While no one single gene would have the power to define the biological state, the ability to measure and identify patterns of gene expression provides an opportunity to develop these signatures reflecting biological phenotypes. In a sense, the expression signature becomes a surrogate representation of the biological phenotype. 

To generate a signature, the gene expression levels in tumor cells representing the two biological states of interest (i.e., resistant and sensitive, or recurrent or indolent) are measured on a microarray.  In order to maximize the discriminating power of the signature, tumor cell lines, which exhibit extremes of the characteristic of interest (i.e., resistance and sensitivity) are selected as a training set. 

The gene expression data are normalized, and standard binary regression models combined with singular value decompositions (SVD's) and stochastic regularization using Bayesian analysis are used to identify a pattern of genes that are differentially expressed between the two states.

The power of the CancerGuide expression signature is two-fold: 

First, the enormous complexity of the expression data that can be sampled provides the opportunity to identify patterns of expression that reflect very subtle distinctions in biology.  The main limitation is the capacity to define the biological state of interest, whether through the generation of distinct experimental states or by taking advantage of existing biological conditions that can be used as the training opportunity.  
 

Second, the CancerGuide expression signature is portable in the sense that it can be assayed in varied contexts.  That is, a CancerGuide expression signature developed in a cell culture context can be measured in a tumor or a histological section. 

As such, the CancerGuide expression signature provides the capacity to link otherwise heterologous systems.
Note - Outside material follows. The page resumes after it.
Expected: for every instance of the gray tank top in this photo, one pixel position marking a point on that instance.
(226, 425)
A cell culture phenotype such as pathway activation is difficult to represent in a diverse sample such as a tumor.

In contrast, an expression profile provides a mechanism to link these two states – the profile represents pathway activation in the cell culture and then can be used to interrogate the expression data from a tumor.  In a sense, the CancerGuide gene expression signature becomes the common currency to connect the experimental state with the in vivo state.